Sex disaggregation of social media posts

PARTNERS: Data2X, University of Leiden

PROGRAMME AREA: Real-time Evaluation 

LAB: Pulse Lab New York

DOWNLOAD SUMMARY: UN Global Pulse, 'Sex-Disaggregation of Social Media Posts,' Big Data Tools Series, no. 3, 2016 [PDF]


The plight of women and men differ in many ways and one step towards understanding those differences is sex-disaggregation of available data. Global Pulse collaborated with Data2X and the University of Leiden to develop and prototype a tool to infer the sex of users. The tool automates the process of looking up public information from Twitter profiles, in particular the user name and profile picture. Using open source software, the tool analyses user names from a built-in database of predefined names (from sources such as official statistics) that contain gender information. User name alone may sometimes not be enough to discern sex, in which case the tool analyses profile photos, using face recognition software. 

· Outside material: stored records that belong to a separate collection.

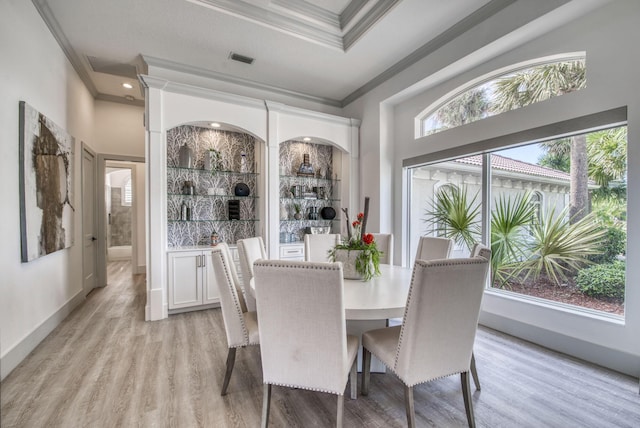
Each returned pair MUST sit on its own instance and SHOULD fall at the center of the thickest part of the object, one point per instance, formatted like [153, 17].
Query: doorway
[121, 216]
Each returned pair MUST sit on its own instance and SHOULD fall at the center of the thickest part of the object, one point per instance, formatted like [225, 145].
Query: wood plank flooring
[104, 366]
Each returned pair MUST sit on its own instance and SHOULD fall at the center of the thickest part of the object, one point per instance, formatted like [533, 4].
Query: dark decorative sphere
[328, 213]
[241, 189]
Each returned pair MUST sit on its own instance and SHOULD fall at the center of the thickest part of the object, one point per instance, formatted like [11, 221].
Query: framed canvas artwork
[46, 185]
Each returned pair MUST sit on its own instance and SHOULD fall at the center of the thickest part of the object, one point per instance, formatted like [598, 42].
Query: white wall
[119, 128]
[35, 296]
[609, 36]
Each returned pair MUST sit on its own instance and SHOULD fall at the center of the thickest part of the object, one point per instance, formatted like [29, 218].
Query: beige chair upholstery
[438, 329]
[250, 250]
[317, 246]
[431, 248]
[384, 242]
[240, 325]
[303, 339]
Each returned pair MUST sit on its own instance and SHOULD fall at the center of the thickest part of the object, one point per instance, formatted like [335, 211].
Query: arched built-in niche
[312, 187]
[209, 171]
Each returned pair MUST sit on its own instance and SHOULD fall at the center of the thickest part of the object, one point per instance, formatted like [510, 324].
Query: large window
[557, 220]
[505, 90]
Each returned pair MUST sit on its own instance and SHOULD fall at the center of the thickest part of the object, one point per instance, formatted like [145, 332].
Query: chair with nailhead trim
[240, 325]
[303, 338]
[438, 329]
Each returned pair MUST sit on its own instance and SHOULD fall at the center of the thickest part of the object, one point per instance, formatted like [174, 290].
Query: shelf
[253, 220]
[306, 220]
[181, 195]
[206, 171]
[295, 177]
[308, 199]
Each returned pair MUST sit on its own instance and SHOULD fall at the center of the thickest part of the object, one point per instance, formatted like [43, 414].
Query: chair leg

Global Pulse used the sex-disaggregation tool to improve an existing real-time online dashboard showing the volume of tweets around priority topics related to sustainable development. The tool was tested on more than 50 million Twitter accounts and you can view the results of applying the tool at:

By embarking on the development of this prototype tool, and testing it on Global Pulse’s dashboard of global development tweets, the tool shows several early examples of the insights that can be gleaned about the differences between how men and women discuss global development on social media.